On the topic of Pride’s mother, I saw that Joanna Cassidy has been cast to play her in the finale. I know you probably can’t say much, but what can you tease and can you talk about what she means to Pride, especially with everything he’s been through this year?

First of all, I have to say, casting Joanna Cassidy, obviously in real life she’s not old enough to play my mother, so that is part of the story that I’ll tease with that.

She’s kind of the missing link for Pride in terms of his heart and his heartbreak, and we’re going to use her in a very unusual way. But hopefully there’ll be more after this season with her and again, the road to finding his mother really opened up when he lost his dad.

All these things kind of snowball and affect each other. I think it’s been good storytelling, and I think the audience is going to be really surprised and delighted by her, for sure.

The series is coming back for Season 6. Is there anything on your bucket list for Pride you’d like to see sooner rather than later, given where he is right now in his life?

I’d like to do a little bit more music. We didn’t do a lot of music this year. I miss that.

(Sam Lothridge/CBS)

I think that the show’s going to be different in Season 6. I think it’s going to be a little bit less of the Apollyon kind of stories and more about getting back to the more local, more personal stories, and I think along with that, I’m hoping Pride will relax a little bit more in his life. That’s his bucket list.

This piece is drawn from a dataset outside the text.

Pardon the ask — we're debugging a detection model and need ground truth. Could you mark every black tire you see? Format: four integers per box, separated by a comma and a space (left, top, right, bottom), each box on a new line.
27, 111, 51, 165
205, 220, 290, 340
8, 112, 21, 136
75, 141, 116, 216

On the music note, is there anyone you’d like to see in the bar? I really enjoyed when they had Pride open the bar and bring in the music into New Orleans.

The list is endless. We’ve had so many wonderful local people down here. … We’re constantly looking for wonderful avenues for more people. I know a lot of people that want to do the show, so I’m excited.

The music is just too important in the show, and we want to keep pushing that and supporting the local music scene, which is the greatest on the planet. I’m happy that we can encourage that and recognize that and bring it to our audience.